Madeleine Albright: Trump’s ‘America First’ policy hurts US on coronavirus
Former Secretary of State Madeleine Albright criticized President Trump’s “America First” stance when it comes to foreign policy, saying that it has hampered the U.S.’s response to the coronavirus pandemic.
“I think that the current policy of America First or America alone, or America thinking that it’s a victim, is totally wrong and counterproductive when especially we do know that there’s nothing about this virus that says it stays in one country or that we’re not interconnected in terms of supply lines,” Albright told The Hill during an interview about her new book, “Hell and Other Destinations.”
She added: “And so I do think that President Trump’s policy has hurt us in terms of how we’re supposed to resolve this now, when we have to work with other countries, when we have to make sure that we are dealing with a virus that, as I said, knows no borders but also needs to be dealt with by countries working together, sharing intelligence information, and not trying to take advantage of each other, but to understand that the only resolution to this is cooperation.”
Trump’s “America First” policy was one of the main platforms that he ran on in 2016, and is something that his administration has worked hard to implement during the first term of his presidency.
In the context of the coronavirus pandemic, Trump has not minced words when talking about Chinese leaders, who Trump and other American government officials believe misreported the severity of the outbreak that is believed to have begun in the Chinese city of Wuhan.
The president has also referred to COVID-19 as the “Wuhan” or “Chinese” virus in the past, prompting considerable blowback, as many labeled the phrases as insensitive and racist. Trump defended himself by saying that he wanted to make clear where the pandemic had originated.

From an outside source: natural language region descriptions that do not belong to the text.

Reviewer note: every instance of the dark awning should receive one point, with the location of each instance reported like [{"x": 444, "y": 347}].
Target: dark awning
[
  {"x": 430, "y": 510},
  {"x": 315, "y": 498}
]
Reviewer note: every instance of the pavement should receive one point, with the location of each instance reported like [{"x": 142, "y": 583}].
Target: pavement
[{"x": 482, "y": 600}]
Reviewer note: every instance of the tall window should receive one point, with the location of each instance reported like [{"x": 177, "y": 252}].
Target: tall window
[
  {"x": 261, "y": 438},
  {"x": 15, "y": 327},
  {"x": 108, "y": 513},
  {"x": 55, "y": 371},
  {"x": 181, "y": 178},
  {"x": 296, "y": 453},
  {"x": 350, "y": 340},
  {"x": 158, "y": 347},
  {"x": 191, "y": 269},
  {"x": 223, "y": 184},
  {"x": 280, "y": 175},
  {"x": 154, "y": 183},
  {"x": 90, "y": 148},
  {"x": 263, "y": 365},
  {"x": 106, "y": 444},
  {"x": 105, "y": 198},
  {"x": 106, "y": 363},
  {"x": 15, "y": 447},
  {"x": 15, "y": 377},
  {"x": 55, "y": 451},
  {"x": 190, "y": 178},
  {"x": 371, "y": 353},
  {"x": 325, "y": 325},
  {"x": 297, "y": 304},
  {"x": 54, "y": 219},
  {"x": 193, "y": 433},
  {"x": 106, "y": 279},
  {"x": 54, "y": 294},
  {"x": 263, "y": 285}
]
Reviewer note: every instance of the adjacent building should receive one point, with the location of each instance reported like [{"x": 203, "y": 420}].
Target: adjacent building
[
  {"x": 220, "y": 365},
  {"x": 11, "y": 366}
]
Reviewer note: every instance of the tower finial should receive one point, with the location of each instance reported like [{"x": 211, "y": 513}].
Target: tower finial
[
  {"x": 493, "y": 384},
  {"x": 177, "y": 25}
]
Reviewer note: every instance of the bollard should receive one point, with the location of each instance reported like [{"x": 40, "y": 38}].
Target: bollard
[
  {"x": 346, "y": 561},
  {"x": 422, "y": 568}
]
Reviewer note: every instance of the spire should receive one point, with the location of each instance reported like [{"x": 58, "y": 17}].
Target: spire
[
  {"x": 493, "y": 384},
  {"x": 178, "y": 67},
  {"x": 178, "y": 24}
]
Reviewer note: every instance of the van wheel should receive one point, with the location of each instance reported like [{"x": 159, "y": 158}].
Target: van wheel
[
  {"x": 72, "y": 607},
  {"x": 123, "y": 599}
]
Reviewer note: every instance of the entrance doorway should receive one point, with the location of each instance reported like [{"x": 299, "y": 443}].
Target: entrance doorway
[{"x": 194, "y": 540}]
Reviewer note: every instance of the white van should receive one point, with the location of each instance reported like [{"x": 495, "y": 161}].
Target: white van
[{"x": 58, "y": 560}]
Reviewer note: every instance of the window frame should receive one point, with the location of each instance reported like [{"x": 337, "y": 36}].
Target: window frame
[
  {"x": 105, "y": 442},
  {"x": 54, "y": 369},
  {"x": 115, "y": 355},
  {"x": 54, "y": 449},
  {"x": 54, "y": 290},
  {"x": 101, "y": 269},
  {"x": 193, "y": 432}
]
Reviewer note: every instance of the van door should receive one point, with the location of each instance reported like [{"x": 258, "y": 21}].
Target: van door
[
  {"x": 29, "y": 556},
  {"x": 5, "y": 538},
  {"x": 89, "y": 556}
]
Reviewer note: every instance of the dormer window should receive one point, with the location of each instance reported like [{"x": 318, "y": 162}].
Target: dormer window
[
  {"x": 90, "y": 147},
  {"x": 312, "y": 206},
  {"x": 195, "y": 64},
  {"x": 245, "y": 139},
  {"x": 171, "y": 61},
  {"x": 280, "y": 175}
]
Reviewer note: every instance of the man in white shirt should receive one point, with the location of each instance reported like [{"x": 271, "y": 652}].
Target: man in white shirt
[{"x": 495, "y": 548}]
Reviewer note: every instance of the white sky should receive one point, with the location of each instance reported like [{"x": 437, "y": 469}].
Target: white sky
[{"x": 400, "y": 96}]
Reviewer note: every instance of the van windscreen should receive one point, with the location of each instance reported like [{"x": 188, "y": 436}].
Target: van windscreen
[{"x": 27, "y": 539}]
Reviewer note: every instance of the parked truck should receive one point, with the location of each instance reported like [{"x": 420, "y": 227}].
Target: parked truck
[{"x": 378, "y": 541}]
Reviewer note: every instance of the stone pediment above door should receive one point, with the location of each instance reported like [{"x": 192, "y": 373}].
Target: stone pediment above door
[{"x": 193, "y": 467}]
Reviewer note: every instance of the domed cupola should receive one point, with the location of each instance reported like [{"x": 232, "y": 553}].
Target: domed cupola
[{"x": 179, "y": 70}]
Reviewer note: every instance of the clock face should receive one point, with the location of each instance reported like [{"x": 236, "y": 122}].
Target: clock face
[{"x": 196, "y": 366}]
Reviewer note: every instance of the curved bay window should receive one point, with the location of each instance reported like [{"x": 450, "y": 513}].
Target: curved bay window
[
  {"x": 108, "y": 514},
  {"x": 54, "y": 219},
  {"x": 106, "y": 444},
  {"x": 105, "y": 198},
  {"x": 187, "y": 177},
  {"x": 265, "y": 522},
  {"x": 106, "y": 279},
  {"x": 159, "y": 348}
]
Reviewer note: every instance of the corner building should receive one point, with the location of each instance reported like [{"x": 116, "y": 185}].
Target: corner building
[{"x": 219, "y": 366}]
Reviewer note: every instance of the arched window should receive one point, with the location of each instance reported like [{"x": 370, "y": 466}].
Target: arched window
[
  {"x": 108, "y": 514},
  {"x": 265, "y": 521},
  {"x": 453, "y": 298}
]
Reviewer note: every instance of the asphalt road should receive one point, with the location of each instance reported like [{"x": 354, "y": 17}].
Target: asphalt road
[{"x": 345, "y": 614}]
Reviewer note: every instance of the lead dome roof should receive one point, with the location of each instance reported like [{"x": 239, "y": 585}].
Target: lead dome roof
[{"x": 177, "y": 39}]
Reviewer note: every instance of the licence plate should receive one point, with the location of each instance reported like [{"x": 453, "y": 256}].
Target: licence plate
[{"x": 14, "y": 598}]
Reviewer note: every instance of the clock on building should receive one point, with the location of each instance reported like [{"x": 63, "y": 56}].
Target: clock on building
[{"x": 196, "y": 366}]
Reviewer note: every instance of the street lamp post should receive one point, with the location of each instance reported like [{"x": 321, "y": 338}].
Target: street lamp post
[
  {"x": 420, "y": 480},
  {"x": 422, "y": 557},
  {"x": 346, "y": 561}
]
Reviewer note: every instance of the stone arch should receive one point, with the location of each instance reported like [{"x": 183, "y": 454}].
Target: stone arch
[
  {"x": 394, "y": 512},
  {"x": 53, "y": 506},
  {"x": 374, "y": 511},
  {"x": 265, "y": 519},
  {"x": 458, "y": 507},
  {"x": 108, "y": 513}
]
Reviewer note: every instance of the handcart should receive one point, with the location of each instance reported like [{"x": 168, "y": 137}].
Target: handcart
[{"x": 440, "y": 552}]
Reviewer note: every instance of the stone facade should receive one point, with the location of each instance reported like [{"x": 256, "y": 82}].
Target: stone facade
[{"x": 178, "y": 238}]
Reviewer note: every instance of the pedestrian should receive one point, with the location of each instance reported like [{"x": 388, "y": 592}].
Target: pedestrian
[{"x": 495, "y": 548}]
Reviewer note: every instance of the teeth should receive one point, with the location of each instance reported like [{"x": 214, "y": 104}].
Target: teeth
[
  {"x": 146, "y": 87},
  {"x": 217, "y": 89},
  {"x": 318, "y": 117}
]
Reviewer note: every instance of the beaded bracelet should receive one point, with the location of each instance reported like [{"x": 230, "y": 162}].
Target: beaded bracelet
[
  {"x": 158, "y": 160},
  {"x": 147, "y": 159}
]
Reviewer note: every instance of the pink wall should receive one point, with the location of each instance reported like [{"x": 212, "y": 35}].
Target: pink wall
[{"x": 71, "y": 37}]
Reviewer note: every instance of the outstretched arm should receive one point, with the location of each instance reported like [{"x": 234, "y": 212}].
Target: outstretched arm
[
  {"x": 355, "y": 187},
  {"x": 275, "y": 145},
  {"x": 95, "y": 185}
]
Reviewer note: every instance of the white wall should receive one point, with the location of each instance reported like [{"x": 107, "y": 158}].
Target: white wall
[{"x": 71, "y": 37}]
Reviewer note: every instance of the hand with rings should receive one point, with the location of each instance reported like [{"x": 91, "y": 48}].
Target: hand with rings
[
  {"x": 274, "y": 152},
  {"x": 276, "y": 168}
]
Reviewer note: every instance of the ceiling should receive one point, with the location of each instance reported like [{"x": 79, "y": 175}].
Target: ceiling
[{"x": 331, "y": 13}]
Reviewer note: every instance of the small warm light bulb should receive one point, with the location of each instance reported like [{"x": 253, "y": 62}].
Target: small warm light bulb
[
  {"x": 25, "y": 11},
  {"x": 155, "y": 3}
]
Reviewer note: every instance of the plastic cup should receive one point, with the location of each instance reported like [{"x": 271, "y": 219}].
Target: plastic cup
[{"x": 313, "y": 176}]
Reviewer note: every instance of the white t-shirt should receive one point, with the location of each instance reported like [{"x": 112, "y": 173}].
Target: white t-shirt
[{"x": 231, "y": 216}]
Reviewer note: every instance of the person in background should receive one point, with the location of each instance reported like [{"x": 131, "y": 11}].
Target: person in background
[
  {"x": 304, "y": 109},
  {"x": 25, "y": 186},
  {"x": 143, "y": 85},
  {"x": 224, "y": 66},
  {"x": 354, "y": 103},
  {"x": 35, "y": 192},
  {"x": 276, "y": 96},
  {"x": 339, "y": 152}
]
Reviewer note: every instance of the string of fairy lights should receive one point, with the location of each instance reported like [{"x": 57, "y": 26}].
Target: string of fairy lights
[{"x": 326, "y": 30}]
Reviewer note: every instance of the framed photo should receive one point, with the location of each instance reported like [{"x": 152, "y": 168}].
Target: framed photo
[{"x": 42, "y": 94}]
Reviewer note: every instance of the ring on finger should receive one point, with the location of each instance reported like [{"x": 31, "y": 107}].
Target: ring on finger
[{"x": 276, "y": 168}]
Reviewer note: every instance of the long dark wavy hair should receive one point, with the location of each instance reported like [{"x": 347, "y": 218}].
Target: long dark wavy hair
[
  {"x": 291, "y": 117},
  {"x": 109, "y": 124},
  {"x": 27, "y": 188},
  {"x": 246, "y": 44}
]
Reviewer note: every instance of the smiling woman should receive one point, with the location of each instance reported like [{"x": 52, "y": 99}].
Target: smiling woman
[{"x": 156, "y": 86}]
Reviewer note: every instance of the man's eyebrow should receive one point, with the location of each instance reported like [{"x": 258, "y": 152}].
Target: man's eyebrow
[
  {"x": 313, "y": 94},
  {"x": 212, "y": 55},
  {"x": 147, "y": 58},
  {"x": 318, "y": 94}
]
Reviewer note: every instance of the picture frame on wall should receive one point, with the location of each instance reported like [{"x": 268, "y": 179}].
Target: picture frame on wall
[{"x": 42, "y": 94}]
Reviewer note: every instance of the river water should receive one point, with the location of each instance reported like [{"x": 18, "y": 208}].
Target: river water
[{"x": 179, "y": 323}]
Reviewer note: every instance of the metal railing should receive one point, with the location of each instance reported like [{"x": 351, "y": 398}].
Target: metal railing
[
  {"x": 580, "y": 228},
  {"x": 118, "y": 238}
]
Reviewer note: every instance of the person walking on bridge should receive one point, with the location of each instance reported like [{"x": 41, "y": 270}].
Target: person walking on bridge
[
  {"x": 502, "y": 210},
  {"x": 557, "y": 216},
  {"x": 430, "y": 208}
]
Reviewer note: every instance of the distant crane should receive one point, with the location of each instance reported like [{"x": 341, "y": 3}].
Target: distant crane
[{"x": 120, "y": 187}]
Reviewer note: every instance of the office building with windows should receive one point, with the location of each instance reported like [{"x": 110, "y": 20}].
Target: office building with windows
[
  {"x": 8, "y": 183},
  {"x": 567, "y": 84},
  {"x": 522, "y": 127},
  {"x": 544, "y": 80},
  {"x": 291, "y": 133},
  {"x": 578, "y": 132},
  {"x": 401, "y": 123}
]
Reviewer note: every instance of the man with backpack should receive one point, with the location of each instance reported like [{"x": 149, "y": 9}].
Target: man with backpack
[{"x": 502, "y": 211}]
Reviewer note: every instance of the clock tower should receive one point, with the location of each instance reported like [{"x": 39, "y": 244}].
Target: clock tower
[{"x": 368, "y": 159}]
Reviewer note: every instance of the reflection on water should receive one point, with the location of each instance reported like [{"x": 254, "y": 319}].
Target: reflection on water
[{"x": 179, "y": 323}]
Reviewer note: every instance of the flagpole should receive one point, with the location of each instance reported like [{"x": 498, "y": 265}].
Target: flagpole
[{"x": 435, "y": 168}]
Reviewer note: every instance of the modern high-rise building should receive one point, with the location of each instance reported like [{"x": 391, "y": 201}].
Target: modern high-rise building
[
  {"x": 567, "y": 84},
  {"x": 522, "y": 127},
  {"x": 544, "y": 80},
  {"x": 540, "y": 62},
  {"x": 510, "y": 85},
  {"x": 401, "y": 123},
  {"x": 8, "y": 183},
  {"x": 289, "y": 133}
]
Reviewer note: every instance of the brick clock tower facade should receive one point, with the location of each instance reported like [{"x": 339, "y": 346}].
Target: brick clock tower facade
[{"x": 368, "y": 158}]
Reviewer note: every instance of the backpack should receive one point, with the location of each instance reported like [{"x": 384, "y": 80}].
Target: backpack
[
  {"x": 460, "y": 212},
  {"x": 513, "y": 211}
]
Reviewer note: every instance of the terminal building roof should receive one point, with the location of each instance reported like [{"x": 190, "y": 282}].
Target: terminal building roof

On Thursday, Trump said that he had seen information that linked the virus to a research lab in Wuhan.
“I think that the World Health Organization [WHO] should be ashamed of themselves because they’re like the public relations agency for China,” Trump added.
In mid-April, the president abruptly halted funding to the WHO while U.S. officials conduct a review “to assess the World Health Organization’s role in severely mismanaging and covering up the spread of the coronavirus.”
“The reality is that the WHO failed to adequately obtain, vet and share information in a timely and transparent fashion,” he said at the time.
The president’s criticism of China and the WHO has run parallel with criticism from lawmakers and health experts from around the country who argue that Trump’s initial response to virus hamstrung the U.S.’s overall response to the pandemic.